My cat has coughed up hairballs that make more sense than MIAMI VICE. At least a hairball serves a vital physiological function that makes the feline’s existence more pleasant in the long run after an irritating 30 seconds or so. Michael Mann’s big screen version of the uber-hip 80s television series is just irritating, and a lot longer than 30 seconds. It’s incoherently plotted, ineptly directed, and boasts the dubious distinction of featuring characters that have had any inkling of personality stripped from them.
We know that it’s set in Miami, because that’s in the title. We know it involves vice, same reason. We can gather that the particular vice is drugs by the way it’s moved around in kilos and by the way that the bad guys fighting over it have heavy Latin accents and either hail from or hang out in places like Colombia. We know that Crockett (Colin Farrell) and Tubbs (Jamie Foxx) work as undercover cops because we watched the show back in the 80s. Beyond that, we know nothing and learn very little as the two hours crawl by. This is odd because there is a great deal of talking. People talk in chic condos with fabulous ocean views. People talk in glitzy clubs. People talk in shiny cars and in very fast boats. In fact the only time people aren’t talking endlessly about things that the script never attempts to link together is when they are posing as though Vogue were snapping photos, or when they are having some of the most uninspired sex ever to be committed to celluloid. Forget abstinence counseling, show hormone-enraged teenagers Gong Li and Farrell coupling with the tentativeness of people balancing on a tightrope over a pit of teeming vipers and suddenly doing the nasty will not seem quite so appealing. As for why Gong Li’s character is in the flick, barking her lines and being only mostly intelligible, that’s yet another mystery.

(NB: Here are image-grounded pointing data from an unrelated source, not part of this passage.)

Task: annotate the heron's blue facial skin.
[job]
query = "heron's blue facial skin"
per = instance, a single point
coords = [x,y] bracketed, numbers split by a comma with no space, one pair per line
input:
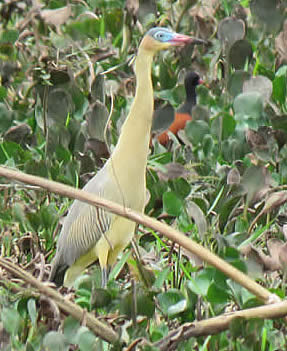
[162,35]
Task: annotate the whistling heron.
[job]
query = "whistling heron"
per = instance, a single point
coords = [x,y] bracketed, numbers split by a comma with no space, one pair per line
[183,114]
[90,233]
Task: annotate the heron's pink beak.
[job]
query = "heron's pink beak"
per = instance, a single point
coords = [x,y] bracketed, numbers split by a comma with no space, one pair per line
[181,39]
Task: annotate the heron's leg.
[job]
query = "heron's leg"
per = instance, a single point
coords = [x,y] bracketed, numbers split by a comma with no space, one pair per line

There’s not even the neon-glow of Miami to distract us. Gone are the pastels and the “no earth tones” rule of the television incarnation. No, it’s all black and/or white with cinematography that makes even the green of palm trees and the blue of the ocean fall within that range. As for an action sequence or two to divert, there are exactly that many and they just lay there and play dead. When the dialogue isn’t oblique, it is cheesy. When the actors are allowed to emote, it is badly. And that catchy theme from the series is nowhere to be heard, not even as a reference in the completely forgettable score. The only thing anyone involved seems to be interested in is the expensive modes of transportation that people use. There are long lingering, even loving, shots of cars and speedboats that fill the screen with their company name. Draw your own conclusions. The question becomes, why even bother to call it MIAMI VICE?
Long, lugubrious, and paced to allow us to actually watch the beads of sweat pop up on the actor’s skin, if, that is, they were actually allowed to sweat in the tropical climate in which they exist, this has Razzie written all over it, and it’s the only writing in this whole sordid mess that even comes close to making sense.